1. Olsen 1988. She is considering reclaiming the by-line as “Ann Dothers.”
2. The individuals whose names I will be citing represent only a small fraction of the number of people—inside and outside academia—for whom Silences has been an extremely important book.
3. While Olsen herself refers to this talk as having taken place in 1962, the date on the transcript of the tape of the talk in the Humanities Research Center at the University of Texas at Austin is March 15, 1963. For more information on Olsen’s experience at the Radcliffe Institute 1962–1963, see Diane Middlebrook’s essay in Listening to Silences (Hedges and Fishkin 1994). Olsen also gave several other undocumented informal talks around this time, such as one at the Boston Public Library in 1963 (Ferguson 1988).
4. Other panelists were Adrienne Rich, Ellen Peck Killoh, and Elaine Reuben (see Hedges 1972).
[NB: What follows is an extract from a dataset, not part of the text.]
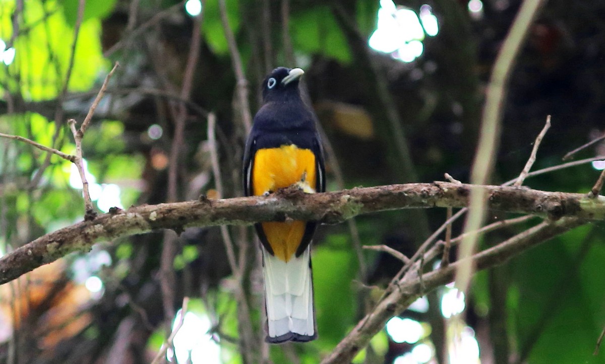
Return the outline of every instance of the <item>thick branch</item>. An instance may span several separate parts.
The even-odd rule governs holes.
[[[410,183],[354,188],[336,192],[305,194],[286,189],[269,197],[238,197],[143,205],[118,209],[47,234],[0,258],[0,284],[74,251],[88,251],[100,241],[110,241],[154,229],[177,232],[192,227],[249,225],[286,219],[335,224],[358,215],[387,210],[422,207],[462,207],[471,188],[485,189],[488,207],[540,215],[557,219],[573,216],[605,219],[605,197],[583,193],[547,192],[525,187],[473,186],[448,182]]]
5. See “Tillie Olsen’s Reading List,” a four-part series originally published between 1972 and 1974 in Women’s Studies Newsletter, 1:2, p. 7; 1:3, p. 3; 1:4, p. 2; II:1, pp. 4–5. The series is
reprinted at the back of this volume.
6. Paul Lauter recalls the title of this course as “The Literature of Poverty, Oppression, Revolution, and the Struggle for Freedom” (Lauter 1991).
7. The page where Olsen notes a period of silence in Jane Austen’s life, for example, is completely blank except for the following: “Jane Austen (1775–1817). The years 1800–1811. Woman reasons: she was powerless in all major decisions deciding her life, including the effecting of enabling circumstances for writing” (140).
8. The notes prefacing an early reading list suggest that “each entry should be read with the following in mind. (1) The hard and essential work of women, in and out of the home (‘no work was too hard, no labor too strenuous to exclude us’). (2) Limitations, denials imposed; exclusions and restrictions in no way necessitated by biological or economic circumstances. (3) How human capacities born in women—intellect, organization, art, invention, vision, sense of justice, beauty, etc.—denied scope and development, nevertheless struggled to express themselves and function.” See page 293 in this volume.